An advantage of this more sophisticated method is that model clipping planes, which are less frequently encountered than vertex data, are back transformed once, rather than having to forward transform all vertex data, some or all of which may be clipped away by the model clip planes. Thus, only the vertex data that remains after performing model clipping needs to be transformed, thereby increasing efficiency. However, because model clipping and view clipping are still performed in two different coordinate spaces, this more sophisticated method still requires two different clipping processors to perform both view and model clipping in hardware within the geometry accelerator.

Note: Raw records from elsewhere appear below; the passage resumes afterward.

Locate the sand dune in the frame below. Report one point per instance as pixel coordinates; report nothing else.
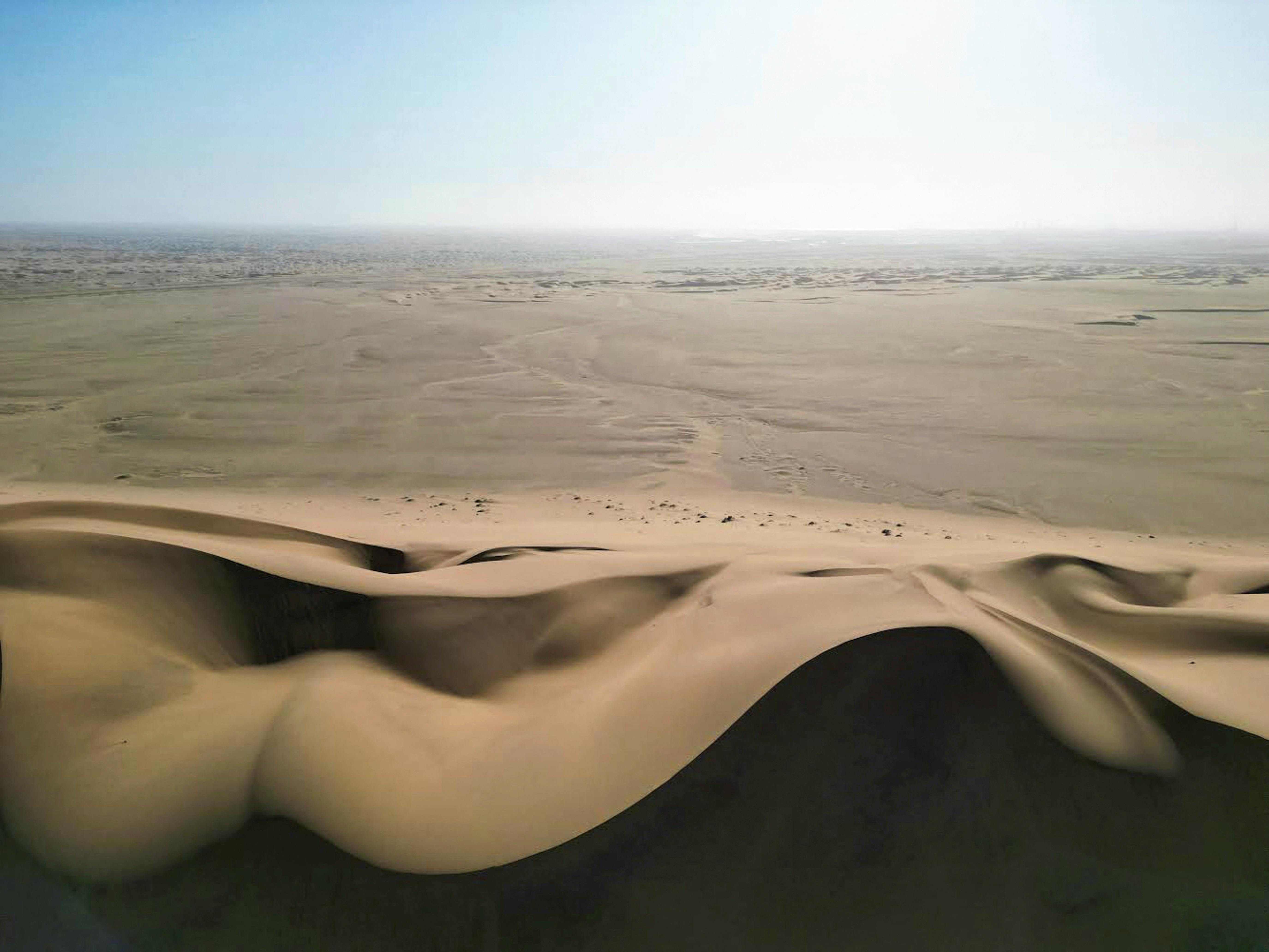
(457, 718)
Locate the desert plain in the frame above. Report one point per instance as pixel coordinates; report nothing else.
(643, 591)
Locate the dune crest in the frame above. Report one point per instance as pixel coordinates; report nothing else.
(169, 673)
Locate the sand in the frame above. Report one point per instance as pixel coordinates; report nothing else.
(629, 607)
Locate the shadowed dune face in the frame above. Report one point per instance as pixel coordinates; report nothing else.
(168, 676)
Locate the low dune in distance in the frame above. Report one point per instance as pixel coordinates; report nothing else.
(743, 593)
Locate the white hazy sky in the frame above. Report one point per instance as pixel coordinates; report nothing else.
(792, 115)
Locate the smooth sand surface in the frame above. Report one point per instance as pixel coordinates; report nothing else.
(637, 608)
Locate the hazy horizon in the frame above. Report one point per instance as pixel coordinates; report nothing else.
(801, 117)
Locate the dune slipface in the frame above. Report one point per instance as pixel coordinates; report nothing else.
(171, 673)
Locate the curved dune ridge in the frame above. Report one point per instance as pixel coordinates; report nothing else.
(169, 673)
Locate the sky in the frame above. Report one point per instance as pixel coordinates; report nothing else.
(637, 115)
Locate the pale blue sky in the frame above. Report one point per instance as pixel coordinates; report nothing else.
(763, 115)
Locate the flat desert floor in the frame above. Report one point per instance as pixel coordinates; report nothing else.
(1113, 385)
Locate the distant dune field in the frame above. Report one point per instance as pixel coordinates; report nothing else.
(654, 595)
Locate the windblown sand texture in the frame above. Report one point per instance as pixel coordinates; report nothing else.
(637, 605)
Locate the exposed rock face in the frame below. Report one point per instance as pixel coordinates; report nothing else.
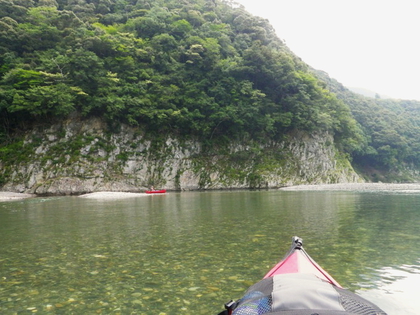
(81, 157)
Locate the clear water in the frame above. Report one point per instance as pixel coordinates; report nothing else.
(189, 253)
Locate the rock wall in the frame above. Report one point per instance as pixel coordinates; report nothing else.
(82, 156)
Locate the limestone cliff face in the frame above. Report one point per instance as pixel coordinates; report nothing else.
(81, 156)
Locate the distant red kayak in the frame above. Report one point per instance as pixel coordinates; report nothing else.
(160, 191)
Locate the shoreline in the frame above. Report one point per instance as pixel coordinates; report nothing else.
(412, 187)
(356, 187)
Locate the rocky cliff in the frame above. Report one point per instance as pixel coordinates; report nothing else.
(82, 156)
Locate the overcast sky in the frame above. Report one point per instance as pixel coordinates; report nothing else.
(371, 44)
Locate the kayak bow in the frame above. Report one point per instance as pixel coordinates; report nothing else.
(297, 260)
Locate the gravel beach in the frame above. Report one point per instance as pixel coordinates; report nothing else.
(112, 195)
(6, 196)
(359, 187)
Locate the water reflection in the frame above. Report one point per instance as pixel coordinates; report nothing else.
(190, 252)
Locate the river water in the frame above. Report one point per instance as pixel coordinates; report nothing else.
(190, 252)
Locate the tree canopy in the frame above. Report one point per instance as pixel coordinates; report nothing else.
(192, 67)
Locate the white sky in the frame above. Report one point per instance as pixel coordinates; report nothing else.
(371, 44)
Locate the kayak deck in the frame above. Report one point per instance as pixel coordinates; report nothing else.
(160, 191)
(297, 260)
(297, 285)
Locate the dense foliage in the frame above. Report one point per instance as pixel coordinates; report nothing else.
(391, 128)
(194, 67)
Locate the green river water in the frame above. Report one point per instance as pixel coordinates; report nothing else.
(190, 252)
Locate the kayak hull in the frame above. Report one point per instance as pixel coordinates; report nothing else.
(161, 191)
(297, 285)
(297, 260)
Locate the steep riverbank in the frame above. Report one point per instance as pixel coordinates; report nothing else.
(359, 187)
(82, 156)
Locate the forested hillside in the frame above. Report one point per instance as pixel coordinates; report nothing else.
(200, 68)
(391, 129)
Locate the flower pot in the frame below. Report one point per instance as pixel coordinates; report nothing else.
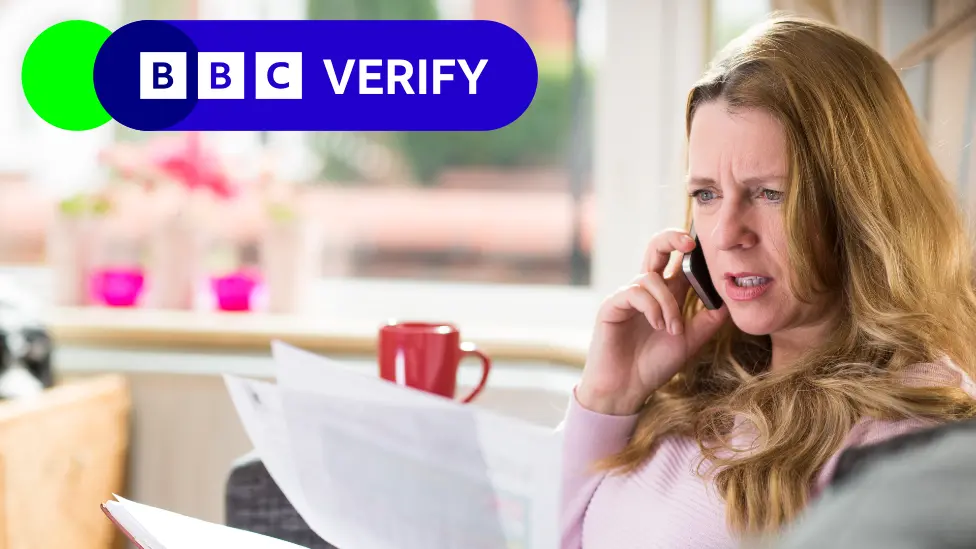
(234, 291)
(117, 286)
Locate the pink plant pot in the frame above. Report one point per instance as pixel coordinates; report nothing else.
(117, 286)
(234, 291)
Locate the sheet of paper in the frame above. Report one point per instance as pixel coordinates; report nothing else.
(168, 530)
(260, 409)
(404, 469)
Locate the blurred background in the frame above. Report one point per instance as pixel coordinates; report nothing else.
(163, 261)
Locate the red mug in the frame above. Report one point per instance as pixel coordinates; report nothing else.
(426, 356)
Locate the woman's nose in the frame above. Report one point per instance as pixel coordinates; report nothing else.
(732, 230)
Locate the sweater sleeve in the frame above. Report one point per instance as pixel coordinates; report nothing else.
(587, 437)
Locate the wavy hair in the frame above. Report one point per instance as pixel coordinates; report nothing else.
(872, 224)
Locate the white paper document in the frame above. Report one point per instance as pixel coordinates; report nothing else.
(372, 465)
(152, 528)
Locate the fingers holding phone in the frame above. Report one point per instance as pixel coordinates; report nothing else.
(641, 340)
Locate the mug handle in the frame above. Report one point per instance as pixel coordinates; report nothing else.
(469, 349)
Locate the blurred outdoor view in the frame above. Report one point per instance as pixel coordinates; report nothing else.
(514, 205)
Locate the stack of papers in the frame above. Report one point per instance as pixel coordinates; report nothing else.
(372, 465)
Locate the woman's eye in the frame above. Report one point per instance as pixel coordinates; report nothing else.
(703, 195)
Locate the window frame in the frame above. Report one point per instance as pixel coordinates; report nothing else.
(638, 184)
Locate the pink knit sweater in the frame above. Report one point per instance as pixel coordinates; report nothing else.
(664, 504)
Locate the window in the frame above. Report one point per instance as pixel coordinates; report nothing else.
(730, 18)
(513, 206)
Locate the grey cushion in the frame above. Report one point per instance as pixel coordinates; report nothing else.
(914, 492)
(256, 504)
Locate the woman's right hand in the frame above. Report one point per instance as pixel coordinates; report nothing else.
(640, 340)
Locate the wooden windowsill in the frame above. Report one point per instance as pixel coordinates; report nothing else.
(251, 332)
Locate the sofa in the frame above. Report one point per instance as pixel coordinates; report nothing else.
(911, 492)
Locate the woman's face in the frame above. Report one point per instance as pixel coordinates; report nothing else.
(738, 169)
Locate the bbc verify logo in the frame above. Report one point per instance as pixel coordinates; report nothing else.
(220, 75)
(306, 76)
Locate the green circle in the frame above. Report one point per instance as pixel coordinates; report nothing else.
(57, 75)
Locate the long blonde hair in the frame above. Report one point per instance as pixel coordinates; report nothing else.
(871, 222)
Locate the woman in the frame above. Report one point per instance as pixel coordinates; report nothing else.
(849, 310)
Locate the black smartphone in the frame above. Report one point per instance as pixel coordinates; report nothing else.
(696, 271)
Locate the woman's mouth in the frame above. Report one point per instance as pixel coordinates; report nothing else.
(746, 286)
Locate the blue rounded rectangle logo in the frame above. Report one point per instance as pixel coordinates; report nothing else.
(315, 75)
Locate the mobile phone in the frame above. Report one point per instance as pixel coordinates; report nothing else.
(696, 271)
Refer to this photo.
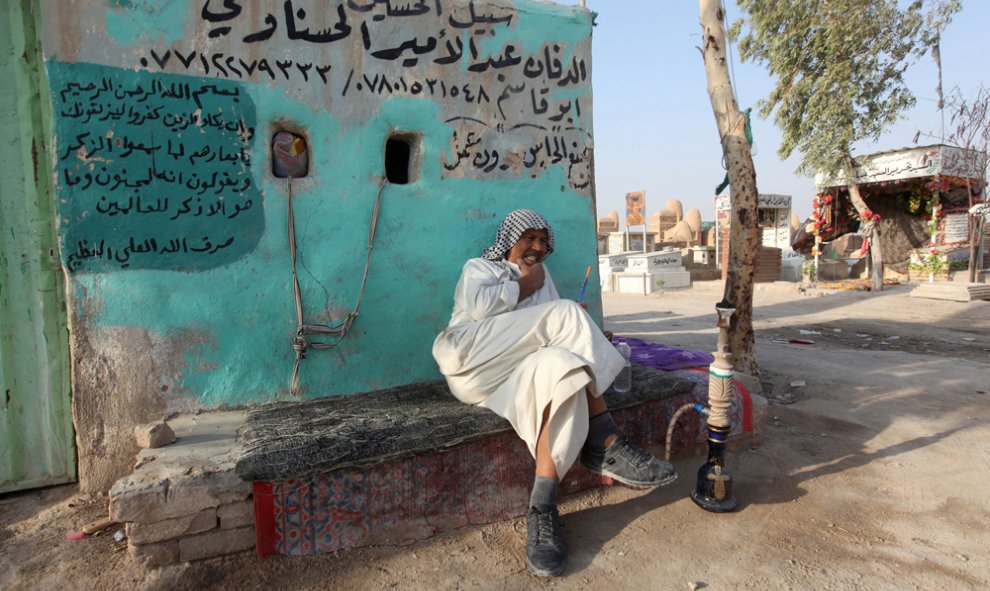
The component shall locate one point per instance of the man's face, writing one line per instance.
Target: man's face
(530, 249)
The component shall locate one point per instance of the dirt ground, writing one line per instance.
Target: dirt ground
(872, 475)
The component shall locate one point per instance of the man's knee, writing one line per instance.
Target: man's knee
(566, 308)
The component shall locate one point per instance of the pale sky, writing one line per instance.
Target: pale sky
(653, 123)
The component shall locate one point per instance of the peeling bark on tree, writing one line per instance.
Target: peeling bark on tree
(744, 235)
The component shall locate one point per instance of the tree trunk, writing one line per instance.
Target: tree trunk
(744, 235)
(870, 227)
(974, 239)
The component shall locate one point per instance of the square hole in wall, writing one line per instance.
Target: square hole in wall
(290, 155)
(400, 156)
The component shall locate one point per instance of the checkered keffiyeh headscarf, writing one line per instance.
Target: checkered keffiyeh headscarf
(512, 228)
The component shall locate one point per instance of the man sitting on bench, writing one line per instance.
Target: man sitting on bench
(514, 347)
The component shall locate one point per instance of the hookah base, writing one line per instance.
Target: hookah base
(713, 492)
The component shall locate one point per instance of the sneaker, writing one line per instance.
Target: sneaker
(545, 548)
(628, 463)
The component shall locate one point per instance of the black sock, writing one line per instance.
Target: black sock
(544, 491)
(600, 427)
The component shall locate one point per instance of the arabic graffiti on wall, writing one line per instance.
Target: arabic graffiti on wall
(153, 170)
(514, 110)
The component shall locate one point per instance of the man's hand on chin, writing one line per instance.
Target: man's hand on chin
(531, 278)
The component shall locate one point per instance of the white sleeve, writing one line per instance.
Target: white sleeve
(548, 285)
(485, 289)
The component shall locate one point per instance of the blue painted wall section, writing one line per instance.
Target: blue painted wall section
(171, 220)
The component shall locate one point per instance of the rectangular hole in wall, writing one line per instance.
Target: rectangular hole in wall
(290, 155)
(400, 153)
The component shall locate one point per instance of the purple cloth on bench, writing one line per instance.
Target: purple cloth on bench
(662, 356)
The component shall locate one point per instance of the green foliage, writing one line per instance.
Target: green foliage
(932, 262)
(839, 68)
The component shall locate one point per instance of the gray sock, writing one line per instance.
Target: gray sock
(600, 427)
(544, 491)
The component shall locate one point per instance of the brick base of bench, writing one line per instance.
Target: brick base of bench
(410, 499)
(185, 502)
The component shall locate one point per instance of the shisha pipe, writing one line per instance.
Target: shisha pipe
(714, 487)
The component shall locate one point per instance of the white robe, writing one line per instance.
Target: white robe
(517, 358)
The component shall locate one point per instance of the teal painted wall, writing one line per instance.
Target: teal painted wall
(171, 221)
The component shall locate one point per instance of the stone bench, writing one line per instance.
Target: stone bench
(387, 467)
(397, 466)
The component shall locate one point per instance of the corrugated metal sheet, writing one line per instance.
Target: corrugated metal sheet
(36, 438)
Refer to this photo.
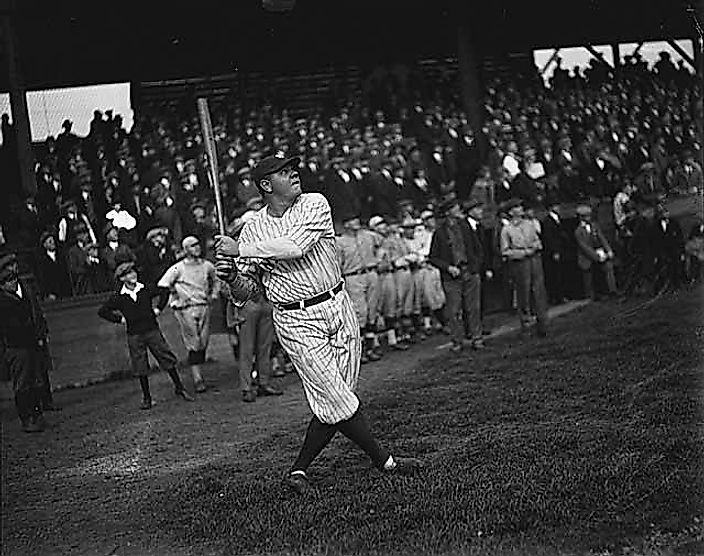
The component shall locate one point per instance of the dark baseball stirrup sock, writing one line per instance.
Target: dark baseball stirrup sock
(144, 384)
(175, 379)
(23, 403)
(357, 430)
(37, 399)
(317, 437)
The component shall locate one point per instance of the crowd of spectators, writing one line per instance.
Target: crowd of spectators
(118, 195)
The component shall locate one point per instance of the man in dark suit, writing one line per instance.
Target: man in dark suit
(668, 245)
(52, 270)
(593, 253)
(483, 246)
(457, 252)
(556, 242)
(24, 352)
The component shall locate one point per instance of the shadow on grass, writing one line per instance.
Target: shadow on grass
(588, 441)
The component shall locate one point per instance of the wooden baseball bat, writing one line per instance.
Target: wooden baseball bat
(212, 159)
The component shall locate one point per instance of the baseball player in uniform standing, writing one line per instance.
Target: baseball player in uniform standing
(356, 255)
(193, 286)
(429, 295)
(405, 263)
(288, 250)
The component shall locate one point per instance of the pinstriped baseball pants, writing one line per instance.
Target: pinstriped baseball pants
(324, 345)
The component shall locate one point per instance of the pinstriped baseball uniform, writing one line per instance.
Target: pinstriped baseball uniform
(323, 340)
(428, 283)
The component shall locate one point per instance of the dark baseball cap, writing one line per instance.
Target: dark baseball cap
(272, 164)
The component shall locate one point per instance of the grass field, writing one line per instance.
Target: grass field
(588, 442)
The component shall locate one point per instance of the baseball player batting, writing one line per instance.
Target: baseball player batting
(288, 251)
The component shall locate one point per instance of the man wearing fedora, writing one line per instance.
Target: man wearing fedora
(24, 352)
(458, 253)
(521, 247)
(593, 253)
(52, 270)
(132, 305)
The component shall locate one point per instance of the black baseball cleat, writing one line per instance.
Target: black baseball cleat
(184, 395)
(298, 482)
(249, 396)
(32, 425)
(268, 391)
(405, 466)
(200, 387)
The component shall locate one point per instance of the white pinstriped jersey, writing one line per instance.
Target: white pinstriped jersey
(308, 223)
(322, 340)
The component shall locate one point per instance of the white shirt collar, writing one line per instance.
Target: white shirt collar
(132, 293)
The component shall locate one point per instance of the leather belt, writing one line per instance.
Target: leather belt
(312, 300)
(356, 273)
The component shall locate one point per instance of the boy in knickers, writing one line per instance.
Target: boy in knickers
(132, 305)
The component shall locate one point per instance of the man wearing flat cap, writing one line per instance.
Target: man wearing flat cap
(594, 254)
(194, 287)
(24, 351)
(521, 247)
(156, 256)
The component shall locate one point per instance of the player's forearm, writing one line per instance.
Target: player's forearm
(277, 248)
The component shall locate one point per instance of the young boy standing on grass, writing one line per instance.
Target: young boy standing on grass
(133, 305)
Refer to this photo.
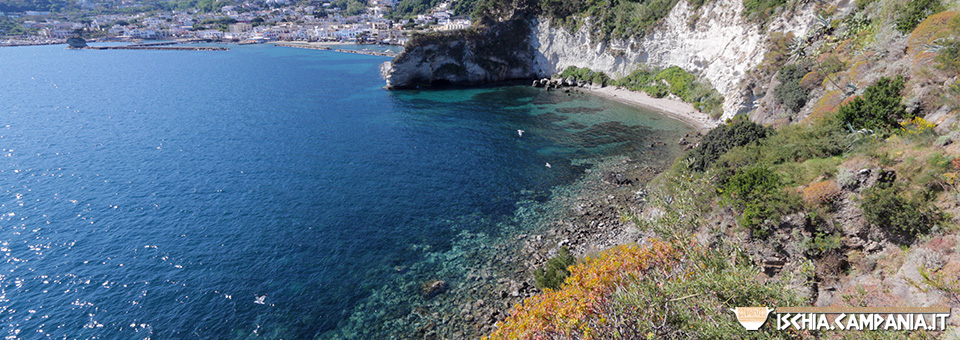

However, as noted, the clipping of graphics primitives is only a subset of those functions that a geometry accelerator may perform. Frequently, clipping does not need to be performed at all. Moreover, the amount of surface area consumed by two distinct clipping processors within a geometry accelerator is quite large. Thus, performing view and model clipping within the geometry accelerator often requires sacrificing some other, more frequently performed operation, such as light enhancement, plane equation calculation, etc. Accordingly, for each of the foregoing reasons, the clipping of graphics primitives is conventionally performed in software by the graphics system, rather than in hardware within a geometry accelerator.